Tournay la carte !
Après un voyage d’un an en Australie version camper van avec sa copine, mon frère est finalement revenu au pays de la brioche pralinée et des jeux de société.
Un an sans Seasons, sans Gosu, sans Race for the Galax… le vrai désert.
On a donc rattrapé un peu le temps ludique perdu avec nos vieux classiques et je lui ai montré quelques nouveautés. Au milieu de tout ça j’ai sorti ma boite toute neuve de Tournay. Énorme coup de cœur en trois actes.
Acte I – La première partie.
À l’ouverture de la boîte on est propulsés dans une ambiance médiévale par les illustrations d’Alexandre Roche. Le thème est, comme souvent chez Pearl games, centré autour d’une ville Belge. Ici, la ville de Tournay a connu un coup d’arrêt dans son développement au IX siècle et vous intervenez au moment de remettre la ville sur pied. Chaque joueur va tenter de faire mieux que les autres, évidemment mais avec quelques petites originalités bien senties. Une partie se joue de 2 à 4 joueurs pour une durée d’environ 15 minutes par joueur une fois que vous êtes bien rôdés. Au début ce sera plutôt 20~30 minutes par joueur mais le plaisir de la découverte aidant ça passera très bien.
Tout tourne autour de la place du quartier dont on a la charge. Sur cette place on retrouve nos citoyens qui symbolisent nos actions. En plus de ça des piles de cartes sont rangées par couleur et par niveau : rouges, jaunes et blancs pour des niveaux allant de I à III. Les meeples sont aussi de ces trois couleurs.

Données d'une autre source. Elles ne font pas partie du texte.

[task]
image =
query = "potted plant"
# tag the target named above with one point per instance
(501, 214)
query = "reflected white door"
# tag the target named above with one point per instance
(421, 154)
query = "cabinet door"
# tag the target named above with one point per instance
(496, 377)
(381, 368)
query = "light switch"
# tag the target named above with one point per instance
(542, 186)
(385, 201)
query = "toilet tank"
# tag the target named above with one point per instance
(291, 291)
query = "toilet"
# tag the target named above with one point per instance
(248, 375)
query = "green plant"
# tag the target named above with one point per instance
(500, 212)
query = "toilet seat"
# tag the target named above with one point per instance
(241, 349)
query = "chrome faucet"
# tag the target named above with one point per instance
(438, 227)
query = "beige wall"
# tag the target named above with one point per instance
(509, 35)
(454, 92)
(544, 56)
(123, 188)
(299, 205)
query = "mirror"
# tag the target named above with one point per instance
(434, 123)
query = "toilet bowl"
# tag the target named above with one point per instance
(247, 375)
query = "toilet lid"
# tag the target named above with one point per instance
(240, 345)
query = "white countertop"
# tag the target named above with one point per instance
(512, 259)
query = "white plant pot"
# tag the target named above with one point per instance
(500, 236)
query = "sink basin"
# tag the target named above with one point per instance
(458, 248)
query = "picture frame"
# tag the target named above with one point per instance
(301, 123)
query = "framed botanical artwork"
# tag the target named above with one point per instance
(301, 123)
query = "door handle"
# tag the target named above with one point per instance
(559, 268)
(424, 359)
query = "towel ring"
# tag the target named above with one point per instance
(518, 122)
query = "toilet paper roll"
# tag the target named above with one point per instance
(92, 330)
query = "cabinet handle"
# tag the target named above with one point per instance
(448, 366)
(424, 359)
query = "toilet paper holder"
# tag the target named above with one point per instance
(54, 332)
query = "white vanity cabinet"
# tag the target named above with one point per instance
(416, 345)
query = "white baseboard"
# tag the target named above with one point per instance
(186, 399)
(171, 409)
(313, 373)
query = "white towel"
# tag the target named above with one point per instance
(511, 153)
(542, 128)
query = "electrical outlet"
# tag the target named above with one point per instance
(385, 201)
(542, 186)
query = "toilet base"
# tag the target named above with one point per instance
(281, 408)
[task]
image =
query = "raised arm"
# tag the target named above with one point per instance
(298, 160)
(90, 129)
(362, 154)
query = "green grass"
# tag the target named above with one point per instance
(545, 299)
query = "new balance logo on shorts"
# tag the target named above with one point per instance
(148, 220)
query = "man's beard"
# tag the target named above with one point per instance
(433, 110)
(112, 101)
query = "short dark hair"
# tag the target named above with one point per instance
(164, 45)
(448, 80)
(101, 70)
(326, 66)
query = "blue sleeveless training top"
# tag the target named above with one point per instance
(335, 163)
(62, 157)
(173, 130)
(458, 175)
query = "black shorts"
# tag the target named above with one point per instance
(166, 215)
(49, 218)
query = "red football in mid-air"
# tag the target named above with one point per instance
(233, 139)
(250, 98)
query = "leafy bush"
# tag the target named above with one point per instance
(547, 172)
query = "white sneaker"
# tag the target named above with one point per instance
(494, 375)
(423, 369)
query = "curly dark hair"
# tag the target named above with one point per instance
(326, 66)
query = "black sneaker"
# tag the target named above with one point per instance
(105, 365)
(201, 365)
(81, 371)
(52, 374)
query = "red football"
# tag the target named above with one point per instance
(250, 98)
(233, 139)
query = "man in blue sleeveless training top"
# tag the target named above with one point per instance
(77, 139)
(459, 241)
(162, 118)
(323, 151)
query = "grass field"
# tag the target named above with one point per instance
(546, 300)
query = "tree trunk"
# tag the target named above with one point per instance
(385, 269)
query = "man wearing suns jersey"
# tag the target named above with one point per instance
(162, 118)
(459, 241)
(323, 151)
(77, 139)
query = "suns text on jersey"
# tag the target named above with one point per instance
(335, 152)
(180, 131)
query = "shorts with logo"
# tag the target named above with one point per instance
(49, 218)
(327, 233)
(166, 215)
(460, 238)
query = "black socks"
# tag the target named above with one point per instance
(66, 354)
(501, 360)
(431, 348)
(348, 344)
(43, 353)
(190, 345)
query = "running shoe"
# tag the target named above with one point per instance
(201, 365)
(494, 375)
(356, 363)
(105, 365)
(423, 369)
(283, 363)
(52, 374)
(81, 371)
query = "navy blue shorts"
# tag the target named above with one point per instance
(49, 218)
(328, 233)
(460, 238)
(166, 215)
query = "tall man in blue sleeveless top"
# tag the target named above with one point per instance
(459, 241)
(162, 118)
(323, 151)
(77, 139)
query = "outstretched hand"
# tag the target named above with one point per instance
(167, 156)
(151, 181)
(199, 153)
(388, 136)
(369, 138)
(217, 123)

– Les meeples rouges représentent les militaires. Ils permettent d’agir sur les cartes de la même couleur. Avec elles on peut interagir directement sur les évènements (voir plus loin) et donc mettre des bâtons dans les roues des adversaires. Malgré tout, ça reste des cartes très subtiles à utiliser, et pas uniquement de la force brute.
– Les meeples blancs représentent les religieux. Les cartes blanches permettent de mieux gérer la pioche de cartes ou nos meeples engagés ainsi que l’activation des bâtiments. Avec la religion on ressent un certain contrôle sur la vie de Tournay. On peut même utiliser des bâtiments adverses à l’occasion. Un peu d’ingérence dans la politique de la ville en quelque sorte.

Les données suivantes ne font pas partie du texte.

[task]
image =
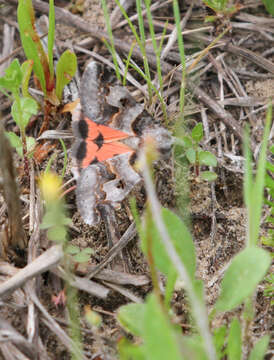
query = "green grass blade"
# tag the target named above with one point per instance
(65, 158)
(180, 41)
(157, 55)
(127, 63)
(143, 47)
(51, 35)
(109, 30)
(258, 188)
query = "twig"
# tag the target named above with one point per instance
(115, 250)
(17, 235)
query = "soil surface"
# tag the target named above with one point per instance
(240, 85)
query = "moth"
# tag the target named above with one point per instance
(109, 127)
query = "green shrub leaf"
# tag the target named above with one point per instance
(28, 107)
(26, 68)
(191, 155)
(65, 70)
(160, 337)
(13, 77)
(31, 41)
(197, 133)
(246, 270)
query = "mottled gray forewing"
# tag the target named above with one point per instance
(88, 193)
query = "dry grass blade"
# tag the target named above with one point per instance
(115, 250)
(17, 235)
(115, 277)
(41, 264)
(84, 284)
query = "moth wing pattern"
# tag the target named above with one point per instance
(110, 126)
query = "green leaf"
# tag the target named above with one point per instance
(131, 318)
(234, 342)
(13, 77)
(197, 133)
(269, 5)
(72, 249)
(31, 143)
(191, 155)
(31, 41)
(51, 37)
(15, 142)
(181, 239)
(57, 233)
(208, 175)
(260, 348)
(26, 68)
(246, 270)
(193, 347)
(160, 337)
(22, 114)
(88, 251)
(187, 142)
(129, 351)
(219, 340)
(207, 158)
(65, 70)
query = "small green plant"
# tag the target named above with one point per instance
(221, 8)
(269, 201)
(268, 240)
(14, 84)
(195, 155)
(52, 85)
(55, 222)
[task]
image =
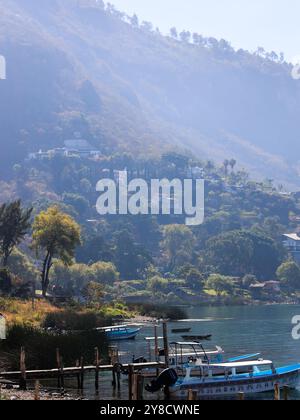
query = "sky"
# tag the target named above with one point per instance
(272, 24)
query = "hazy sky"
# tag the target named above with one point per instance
(273, 24)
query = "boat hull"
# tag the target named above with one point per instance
(206, 388)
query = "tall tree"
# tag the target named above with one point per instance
(178, 244)
(57, 235)
(14, 224)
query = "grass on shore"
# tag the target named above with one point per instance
(22, 312)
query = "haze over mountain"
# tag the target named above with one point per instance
(74, 66)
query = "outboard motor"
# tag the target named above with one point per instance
(168, 377)
(139, 360)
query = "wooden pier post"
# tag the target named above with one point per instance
(140, 387)
(97, 362)
(166, 344)
(82, 374)
(23, 383)
(78, 375)
(192, 395)
(130, 382)
(37, 391)
(58, 369)
(277, 392)
(166, 353)
(156, 348)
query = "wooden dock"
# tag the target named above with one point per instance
(72, 371)
(134, 371)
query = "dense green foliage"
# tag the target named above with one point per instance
(127, 87)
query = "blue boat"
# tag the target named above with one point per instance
(120, 332)
(261, 377)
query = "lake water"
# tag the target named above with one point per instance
(238, 330)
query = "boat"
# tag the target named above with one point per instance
(181, 330)
(259, 376)
(197, 337)
(120, 332)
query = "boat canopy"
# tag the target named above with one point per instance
(116, 327)
(242, 364)
(244, 357)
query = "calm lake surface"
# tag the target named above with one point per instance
(238, 330)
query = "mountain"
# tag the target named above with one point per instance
(76, 65)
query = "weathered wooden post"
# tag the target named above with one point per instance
(62, 376)
(58, 369)
(166, 353)
(97, 369)
(37, 391)
(286, 393)
(241, 396)
(140, 387)
(192, 395)
(23, 383)
(166, 344)
(130, 381)
(156, 348)
(277, 392)
(82, 374)
(78, 374)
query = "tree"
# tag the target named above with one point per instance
(194, 279)
(248, 280)
(157, 284)
(57, 235)
(289, 275)
(93, 293)
(5, 281)
(14, 224)
(220, 284)
(178, 241)
(242, 252)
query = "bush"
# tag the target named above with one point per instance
(173, 313)
(73, 321)
(40, 347)
(5, 281)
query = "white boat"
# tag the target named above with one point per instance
(121, 332)
(261, 376)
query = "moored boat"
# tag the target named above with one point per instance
(206, 384)
(121, 332)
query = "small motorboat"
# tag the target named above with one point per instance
(120, 332)
(181, 330)
(259, 376)
(197, 337)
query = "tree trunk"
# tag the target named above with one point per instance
(45, 274)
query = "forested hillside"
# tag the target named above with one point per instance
(76, 65)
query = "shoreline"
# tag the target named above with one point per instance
(16, 394)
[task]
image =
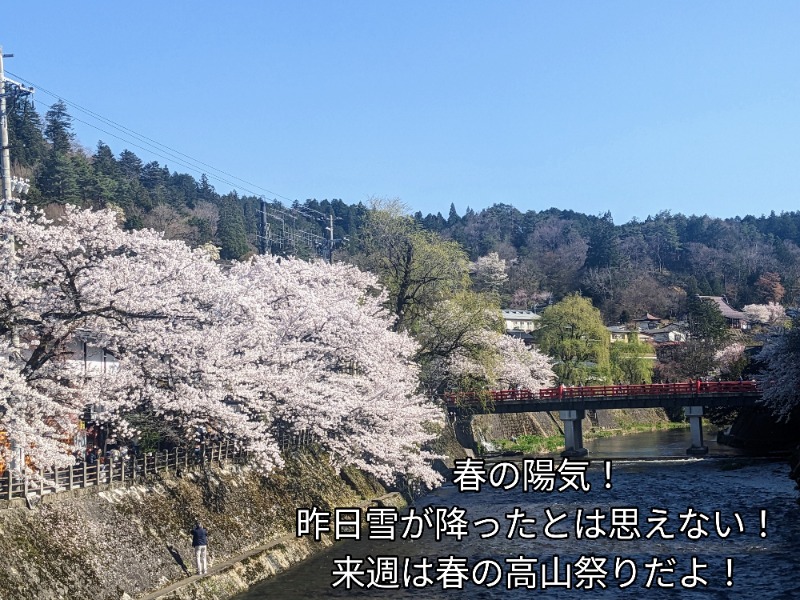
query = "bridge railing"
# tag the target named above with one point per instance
(607, 391)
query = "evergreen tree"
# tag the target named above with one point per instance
(231, 233)
(25, 137)
(572, 332)
(453, 219)
(58, 127)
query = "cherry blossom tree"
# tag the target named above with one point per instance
(489, 272)
(780, 379)
(770, 313)
(731, 359)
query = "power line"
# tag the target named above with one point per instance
(155, 146)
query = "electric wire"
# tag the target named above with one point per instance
(156, 147)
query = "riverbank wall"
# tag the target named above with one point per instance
(133, 542)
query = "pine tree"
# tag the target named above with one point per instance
(231, 231)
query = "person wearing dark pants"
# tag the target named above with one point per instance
(200, 545)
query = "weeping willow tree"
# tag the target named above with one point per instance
(573, 334)
(632, 361)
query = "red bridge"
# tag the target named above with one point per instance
(572, 403)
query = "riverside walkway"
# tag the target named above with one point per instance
(572, 403)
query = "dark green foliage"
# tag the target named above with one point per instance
(231, 231)
(706, 322)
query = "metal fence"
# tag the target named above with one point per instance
(130, 470)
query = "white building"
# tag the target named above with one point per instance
(520, 320)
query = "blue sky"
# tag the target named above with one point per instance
(632, 107)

– Les meeples jaunes représentent les civils. Les cartes jaunes sont essentiellement tournées vers le commerce et la génération de deniers. Un peu de pioche aussi ou de copie de bâtiment mais le cœur de cette couleur reste la monnaie.
Au début du jeu on dispose les cartes en 9 pioches de 10 cartes chacune : selon les trois couleurs et les trois niveaux possibles.
Les cartes de niveau I et II comprennent des personnages et des bâtiments. Elles interagissent pendant la partie, faisant de notre quartier un quartier unique et différent de ceux de nos adversaires. Les cartes de niveau I et II se combinent pour donner des pouvoirs particuliers (pioche, revenus, pose, copie de cartes adverses). Alors que les cartes de niveau III, les bâtiments de prestige, servent uniquement à valoriser notre quartier en fin de partie.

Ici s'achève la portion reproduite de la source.